Deputy in the Portuguese Assembly of the Republic
- Incumbent
- Assumed office 2019
- Constituency: Porto

Personal details
- Born: Cristina Maria Mendes da Silva 23 August 1966 (age 59) São Nicolau, Porto, Porto District, Portugal
- Party: Portuguese: Socialist Party (PS)
- Spouse: Divorced
- Occupation: Politician

= Cristina Mendes da Silva =

Portuguese politician (born 1966)

Cristina Mendes da Silva (born 1966) is a Portuguese politician. As a member of the Portuguese Socialist Party (PS), she has been a deputy in the Portuguese Assembly of the Republic since 2019, representing Porto.

==Early life and education==
Cristina Maria Mendes da Silva was born on 23 August 1966 in the parish of São Nicolau in Portugal's second city of Porto. Her family came from the parish of Meinedo in the municipality of Lousada, where she still lives.
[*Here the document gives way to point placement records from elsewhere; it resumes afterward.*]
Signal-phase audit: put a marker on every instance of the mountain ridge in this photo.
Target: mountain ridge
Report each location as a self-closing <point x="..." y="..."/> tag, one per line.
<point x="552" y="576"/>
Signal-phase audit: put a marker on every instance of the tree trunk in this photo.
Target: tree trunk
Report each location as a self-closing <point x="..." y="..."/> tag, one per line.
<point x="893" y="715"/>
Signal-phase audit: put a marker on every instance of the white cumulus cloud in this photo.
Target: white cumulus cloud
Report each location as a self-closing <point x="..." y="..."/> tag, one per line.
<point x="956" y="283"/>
She was trained as a kindergarten teacher in Penafiel and Fafe, specializing in Special Education and Educational Support. Later, she was a PhD student in Human Geography at the Faculty of Arts of the University of Porto.
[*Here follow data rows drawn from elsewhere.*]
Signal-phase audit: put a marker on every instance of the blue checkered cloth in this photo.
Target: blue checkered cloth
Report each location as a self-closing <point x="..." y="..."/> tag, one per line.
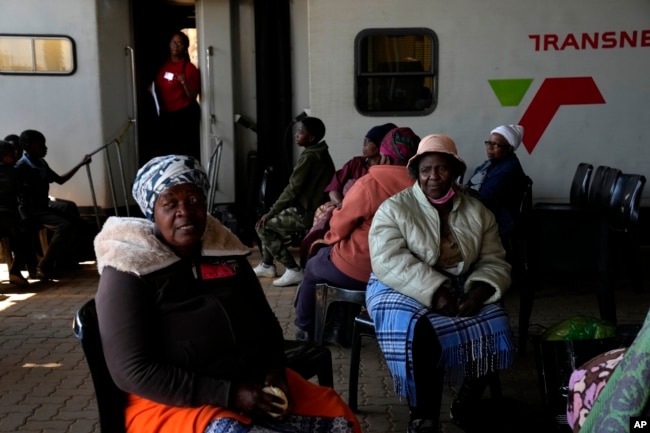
<point x="471" y="346"/>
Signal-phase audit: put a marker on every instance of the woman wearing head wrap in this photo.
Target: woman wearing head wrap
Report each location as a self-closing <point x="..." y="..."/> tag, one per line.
<point x="438" y="271"/>
<point x="500" y="181"/>
<point x="294" y="210"/>
<point x="345" y="262"/>
<point x="186" y="329"/>
<point x="341" y="183"/>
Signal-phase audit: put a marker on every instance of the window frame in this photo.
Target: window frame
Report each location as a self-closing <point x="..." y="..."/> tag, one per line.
<point x="359" y="75"/>
<point x="33" y="38"/>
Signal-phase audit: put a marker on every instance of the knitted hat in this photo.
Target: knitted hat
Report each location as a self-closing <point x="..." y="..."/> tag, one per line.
<point x="438" y="143"/>
<point x="399" y="144"/>
<point x="164" y="172"/>
<point x="315" y="126"/>
<point x="512" y="133"/>
<point x="377" y="133"/>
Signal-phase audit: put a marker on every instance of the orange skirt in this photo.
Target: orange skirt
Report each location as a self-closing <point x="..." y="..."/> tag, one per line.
<point x="143" y="415"/>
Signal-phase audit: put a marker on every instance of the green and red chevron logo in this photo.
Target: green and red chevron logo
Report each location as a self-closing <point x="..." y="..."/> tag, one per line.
<point x="552" y="94"/>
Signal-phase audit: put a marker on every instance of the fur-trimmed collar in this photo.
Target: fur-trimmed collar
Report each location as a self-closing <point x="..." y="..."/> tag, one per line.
<point x="129" y="245"/>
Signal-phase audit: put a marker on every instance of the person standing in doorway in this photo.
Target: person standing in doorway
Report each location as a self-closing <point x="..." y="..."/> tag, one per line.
<point x="176" y="87"/>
Silva has worked in Funchal, Madeira, in Lousada, and in Amarante. She has been president of the national Comissões de Proteção de Crianças e Jovens (Committees for the Protection of Children and Young People - CPCJ) and vice-president of the Associação de Desenvolvimento Rural das Terras do Sousa (Sousa Development Association – ADER-SOUSA), an area in northern Portugal.

==Political career==
Silva served as councillor in Lousada City Council and, from October 2017, was vice-president. As a member of the Socialist Party (PS), Silva was elected as a deputy in the Assembly of the Republic in the 2019 national election, representing Porto. In her first term in the Assembly, she was a member of the parliamentary committees on Labour and Social Security and on European Affairs. In the January 2022 election she was ninth on the PS list of candidates for the Porto District and was easily elected as the PS won 19 seats in Porto and had an overall majority nationally.